Contura Energy Inc., a leading U.S. coal supplier, expects total 2019 coal shipments in the range of 24.6 million to 26.7 million tons across all operations for 2019. This includes 12.2 million to 12.8 million tons of Central Appalachia metallurgical coal, 4.6 million to 5.2 million tons of CAPP thermal coal, and 1 million to 1.5 million tons of met coal. Northern Appalachia shipments are anticipated to be between 6.8 million and 7.2 million tons, according to Contura Energy.
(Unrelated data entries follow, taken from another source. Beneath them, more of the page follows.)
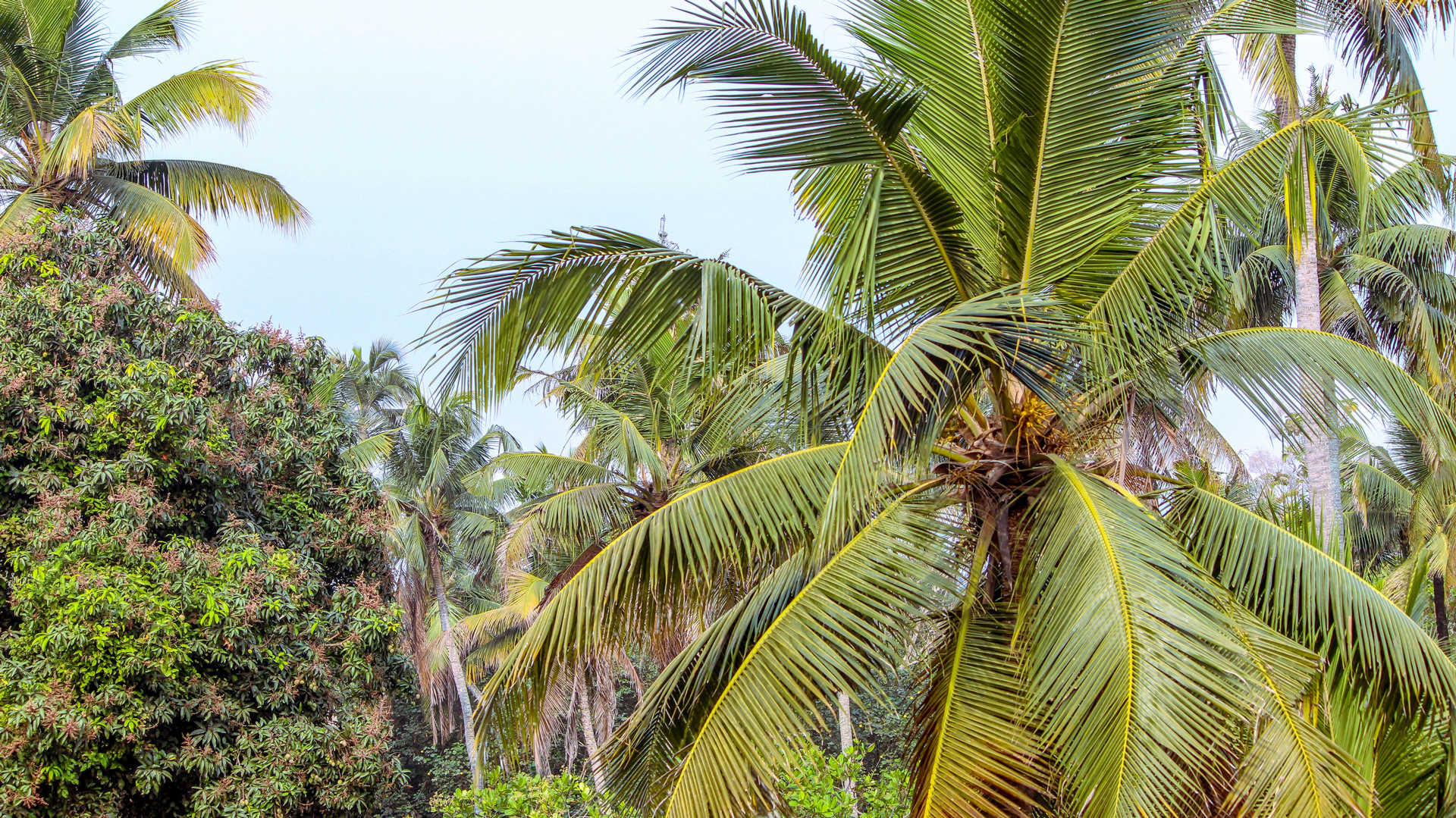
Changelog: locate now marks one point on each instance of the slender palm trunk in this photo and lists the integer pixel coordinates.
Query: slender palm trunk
(1321, 450)
(846, 740)
(846, 727)
(453, 655)
(1439, 601)
(588, 731)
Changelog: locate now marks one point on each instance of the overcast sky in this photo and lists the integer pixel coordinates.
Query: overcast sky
(425, 133)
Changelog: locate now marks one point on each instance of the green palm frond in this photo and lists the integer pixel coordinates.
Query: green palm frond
(207, 188)
(218, 93)
(929, 376)
(1128, 653)
(1292, 767)
(1310, 597)
(974, 751)
(660, 565)
(155, 223)
(734, 707)
(557, 294)
(1272, 367)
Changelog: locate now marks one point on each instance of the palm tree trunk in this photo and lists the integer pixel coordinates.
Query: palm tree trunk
(1321, 449)
(846, 740)
(1439, 600)
(453, 655)
(588, 732)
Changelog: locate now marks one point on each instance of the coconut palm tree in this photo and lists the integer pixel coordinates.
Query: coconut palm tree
(1379, 38)
(71, 140)
(375, 387)
(433, 453)
(1017, 229)
(1383, 274)
(651, 430)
“Through the completion of our recent merger with Alpha Natural Resources, Contura’s operational scale, production flexibility, and experienced workforce combine to create the premier met coal supplier in the U.S., complemented by a cost-effective eastern thermal coal portfolio,” said Kevin Crutchfield, chief executive officer. “Contura is well-positioned within both domestic and international markets for an active and successful 2019.”
As of January 7, approximately 40% of the midpoint of anticipated 2019 CAPP metallurgical coal shipments were committed and priced at an average expected per-ton realization of $123.10, with an additional 26% committed and either unpriced or priced based on various indices. Based on the midpoint of guidance, 90% of anticipated 2019 NAPP coal shipments were committed and priced at an average expected per-ton realization of $43.10 and the CAPP thermal segment had 81% of its anticipated 2019 shipments committed and priced at $54.60 per ton.
Contura’s capital expenditures for 2019 are expected to be in the range of $170 million to $190 million, including approximately $60 million planned for growth projects and reserve replacement. SG&A cost is estimated at $50 million to $60 million, including annual incentive bonuses, but excluding one-time and non-recurring items and stock compensation. The company expects 2019 cash interest expense to be between $40 million and $44 million. Depreciation, depletion and amortization for 2019 will be provided after the purchase price allocation on the merger is completed.